“Lazy girl skincare” is how Singapore’s Skin Inc founder and CEO, Sabrina Tan, jokingly describes her brand.

Not that Tan would know much about being lazy—at the age of 34, with two kids, and ten years of experience under her belt working in the IT industry for companies like HP and IBM— Tan left the path she was on to become an entrepreneur.

“I asked myself, ‘Why isn’t there a skincare brand that leverages technology to detect the lifestyle and environmental changes in your life?’” Tan said. She set out to create one.

Tan’s brand offers a range of serums that can be customized to meet an individual’s skin care needs.

Within four years of launching in Singapore, the company had entered several Asian markets and secured a partnership for distribution with cosmetics retailer Sephora. Today, Skin Inc products are available for purchase in over 100 cities worldwide in standalone shops and Sephora stores, as well as globally on the Skin Inc website.

Tan attributes her global success in part to the wide applicability of her products to women of all different skin types. “Beauty is a universal language!” she observed. She added that the openness and improving the speed of the Internet around the world has helped: “With social media today it’s so easy for us to relate and engage and hear from global customers directly.”

Another factor in her success was Tan’s background in IT and understanding of the evolving nature of business in the Internet era.

“We were born digital and global,” Tan said.

She established her company as a global entity from the beginning, with R&D and manufacturing based in Japan, an innovation team in Cincinnati, Ohio, and headquarters in Singapore. She explained that the reason for this layout is to capitalize on different countries’ strengths in order to keep pace with the market: “The marketplace is moving so fast, but just because you have speed, doesn’t mean you can have quality.
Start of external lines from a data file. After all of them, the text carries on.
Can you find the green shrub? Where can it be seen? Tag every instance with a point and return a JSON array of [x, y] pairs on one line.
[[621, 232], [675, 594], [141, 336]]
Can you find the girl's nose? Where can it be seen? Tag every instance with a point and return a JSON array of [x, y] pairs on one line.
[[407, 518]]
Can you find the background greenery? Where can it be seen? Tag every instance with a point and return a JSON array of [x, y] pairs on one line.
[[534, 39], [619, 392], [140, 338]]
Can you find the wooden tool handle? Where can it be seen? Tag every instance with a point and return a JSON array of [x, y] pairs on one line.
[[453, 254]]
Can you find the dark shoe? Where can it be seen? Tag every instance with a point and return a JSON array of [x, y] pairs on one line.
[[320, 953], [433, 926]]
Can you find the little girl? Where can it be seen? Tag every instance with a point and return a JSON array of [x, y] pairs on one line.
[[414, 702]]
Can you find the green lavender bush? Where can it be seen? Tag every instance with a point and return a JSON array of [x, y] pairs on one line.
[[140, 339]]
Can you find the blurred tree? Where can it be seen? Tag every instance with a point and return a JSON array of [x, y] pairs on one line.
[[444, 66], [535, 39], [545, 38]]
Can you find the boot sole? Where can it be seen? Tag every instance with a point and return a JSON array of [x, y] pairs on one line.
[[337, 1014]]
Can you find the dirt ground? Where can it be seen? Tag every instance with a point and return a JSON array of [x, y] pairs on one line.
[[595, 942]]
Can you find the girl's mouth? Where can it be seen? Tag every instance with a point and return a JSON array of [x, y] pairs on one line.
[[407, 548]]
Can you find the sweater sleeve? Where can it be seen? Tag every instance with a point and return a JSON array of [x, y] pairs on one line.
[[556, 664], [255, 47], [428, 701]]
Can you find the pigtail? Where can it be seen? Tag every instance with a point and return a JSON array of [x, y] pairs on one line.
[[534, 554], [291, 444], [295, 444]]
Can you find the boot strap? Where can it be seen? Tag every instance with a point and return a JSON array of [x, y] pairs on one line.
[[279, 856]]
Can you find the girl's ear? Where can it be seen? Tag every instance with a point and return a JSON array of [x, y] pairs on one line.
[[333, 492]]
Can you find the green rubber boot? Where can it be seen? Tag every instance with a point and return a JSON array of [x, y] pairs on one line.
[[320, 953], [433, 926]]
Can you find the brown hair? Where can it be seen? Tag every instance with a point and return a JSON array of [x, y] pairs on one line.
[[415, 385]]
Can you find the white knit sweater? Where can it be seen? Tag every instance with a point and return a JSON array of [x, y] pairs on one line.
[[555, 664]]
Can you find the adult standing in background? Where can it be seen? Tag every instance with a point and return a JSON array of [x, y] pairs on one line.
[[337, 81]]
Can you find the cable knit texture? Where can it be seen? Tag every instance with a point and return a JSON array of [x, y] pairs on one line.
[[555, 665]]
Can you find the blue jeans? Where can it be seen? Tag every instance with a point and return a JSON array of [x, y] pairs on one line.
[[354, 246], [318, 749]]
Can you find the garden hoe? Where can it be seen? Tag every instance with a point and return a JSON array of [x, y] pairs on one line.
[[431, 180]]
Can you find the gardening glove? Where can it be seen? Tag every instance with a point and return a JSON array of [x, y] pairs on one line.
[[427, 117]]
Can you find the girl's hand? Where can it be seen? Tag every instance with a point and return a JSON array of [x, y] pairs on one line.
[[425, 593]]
If you look at the example of Apple, they were able to scale their manufacturing while still delivering a good quality product into the hands of the consumer. It’s hard to ensure that these two objectives match with both your suppliers and manufacturing.”

The company’s global expansion posed several challenges, noted Tan, especially in the areas of product registration, tax and trademarking. She advises leaving enough time to manage the administrative aspects of entering a new market. “Often we had consumer demand in a new market but couldn’t move in due to registration processes.” Since filing paperwork and getting approvals is such a streamlined process in Singapore, she said, it came as a surprise that receiving similar approvals in other countries could be so onerous.

She advocates the use of a “70-30” model, where smaller countries recognize the legitimacy of a rigorous national or regional regulatory body and eliminate some of the baseline regulatory requirements. “We shouldn’t have to start from ground zero in every new market we enter.”